Measured weight in patients with significant fluid retention (ascites, peripheral oedema, anasarca) does not reflect true nutritional status. A patient with decompensated liver disease may weigh 85 kg but have lost substantial lean body mass masked by 15 kg of ascitic and oedematous fluid. Similarly, aggressive diuresis can produce rapid “weight loss” that is fluid removal, not nutritional decline.

When fluid status is a significant confounder, use clinical judgement to estimate dry weight, rely on MUAC as a surrogate for nutritional status, and document the reasoning. Re-assess after fluid balance is optimised. Failing to account for fluid overload can either mask malnutrition (falsely reassuring BMI) or overestimate weight loss (aggressive diuresis misinterpreted as nutritional decline).

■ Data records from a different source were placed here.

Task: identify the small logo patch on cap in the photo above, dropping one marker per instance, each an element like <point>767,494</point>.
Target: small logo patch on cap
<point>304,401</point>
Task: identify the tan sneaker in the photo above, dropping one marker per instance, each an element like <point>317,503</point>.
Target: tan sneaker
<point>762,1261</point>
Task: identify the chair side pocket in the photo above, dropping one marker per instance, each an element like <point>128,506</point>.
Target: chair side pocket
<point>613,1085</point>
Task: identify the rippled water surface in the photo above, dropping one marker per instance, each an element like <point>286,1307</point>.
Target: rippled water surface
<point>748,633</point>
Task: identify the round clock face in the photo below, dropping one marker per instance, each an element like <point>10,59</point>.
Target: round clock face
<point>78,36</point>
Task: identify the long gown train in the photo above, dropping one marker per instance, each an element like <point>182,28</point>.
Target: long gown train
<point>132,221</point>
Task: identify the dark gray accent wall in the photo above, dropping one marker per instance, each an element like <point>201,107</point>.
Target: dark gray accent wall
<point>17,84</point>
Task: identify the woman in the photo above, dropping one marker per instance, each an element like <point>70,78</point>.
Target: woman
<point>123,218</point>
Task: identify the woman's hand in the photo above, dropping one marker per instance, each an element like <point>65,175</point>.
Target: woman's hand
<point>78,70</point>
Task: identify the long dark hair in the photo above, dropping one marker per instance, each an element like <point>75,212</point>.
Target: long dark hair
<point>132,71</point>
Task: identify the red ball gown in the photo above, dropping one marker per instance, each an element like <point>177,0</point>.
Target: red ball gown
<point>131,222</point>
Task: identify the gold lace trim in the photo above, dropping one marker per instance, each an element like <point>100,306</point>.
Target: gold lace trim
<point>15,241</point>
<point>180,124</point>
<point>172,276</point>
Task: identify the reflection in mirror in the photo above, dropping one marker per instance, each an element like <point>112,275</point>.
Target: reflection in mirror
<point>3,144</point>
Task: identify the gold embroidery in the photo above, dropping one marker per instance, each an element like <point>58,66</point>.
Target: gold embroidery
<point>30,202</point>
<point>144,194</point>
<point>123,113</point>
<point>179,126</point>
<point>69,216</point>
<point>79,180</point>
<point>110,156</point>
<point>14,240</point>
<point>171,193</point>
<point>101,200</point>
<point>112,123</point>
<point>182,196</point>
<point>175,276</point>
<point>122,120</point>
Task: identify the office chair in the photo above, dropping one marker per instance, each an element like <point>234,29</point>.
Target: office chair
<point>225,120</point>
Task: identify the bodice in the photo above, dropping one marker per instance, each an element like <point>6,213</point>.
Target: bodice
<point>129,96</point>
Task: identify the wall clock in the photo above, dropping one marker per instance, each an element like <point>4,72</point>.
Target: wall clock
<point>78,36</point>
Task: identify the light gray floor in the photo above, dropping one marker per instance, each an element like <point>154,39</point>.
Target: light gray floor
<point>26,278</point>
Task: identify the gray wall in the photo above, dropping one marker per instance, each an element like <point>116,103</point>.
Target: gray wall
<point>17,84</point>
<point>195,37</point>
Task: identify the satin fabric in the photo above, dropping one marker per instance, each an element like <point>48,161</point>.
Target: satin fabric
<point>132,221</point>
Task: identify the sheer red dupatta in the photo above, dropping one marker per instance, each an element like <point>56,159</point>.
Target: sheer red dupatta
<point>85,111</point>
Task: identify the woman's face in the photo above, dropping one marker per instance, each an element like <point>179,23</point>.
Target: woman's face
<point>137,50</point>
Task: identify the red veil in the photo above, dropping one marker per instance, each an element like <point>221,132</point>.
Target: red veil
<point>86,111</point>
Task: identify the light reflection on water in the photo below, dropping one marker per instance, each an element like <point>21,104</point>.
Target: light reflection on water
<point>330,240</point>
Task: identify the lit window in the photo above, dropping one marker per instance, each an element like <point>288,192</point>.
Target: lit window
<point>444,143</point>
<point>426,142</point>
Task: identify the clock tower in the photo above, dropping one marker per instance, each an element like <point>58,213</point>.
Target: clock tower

MUST is designed for serial screening, not a one-off assessment. Nutritional status is dynamic — a patient who scores 0 on admission may deteriorate significantly during a hospital stay, particularly if they develop complications, undergo surgery, or have prolonged periods of reduced oral intake. Equally, a patient who scores high initially may improve with intervention and appropriate re-screening documents this improvement.

BAPEN recommends weekly rescreening for inpatients, monthly for care home residents, and at least annually (or when clinical concern arises) for community patients. Failing to re-screen means missed deterioration, delayed intervention, and inability to evaluate whether nutritional care plans are working.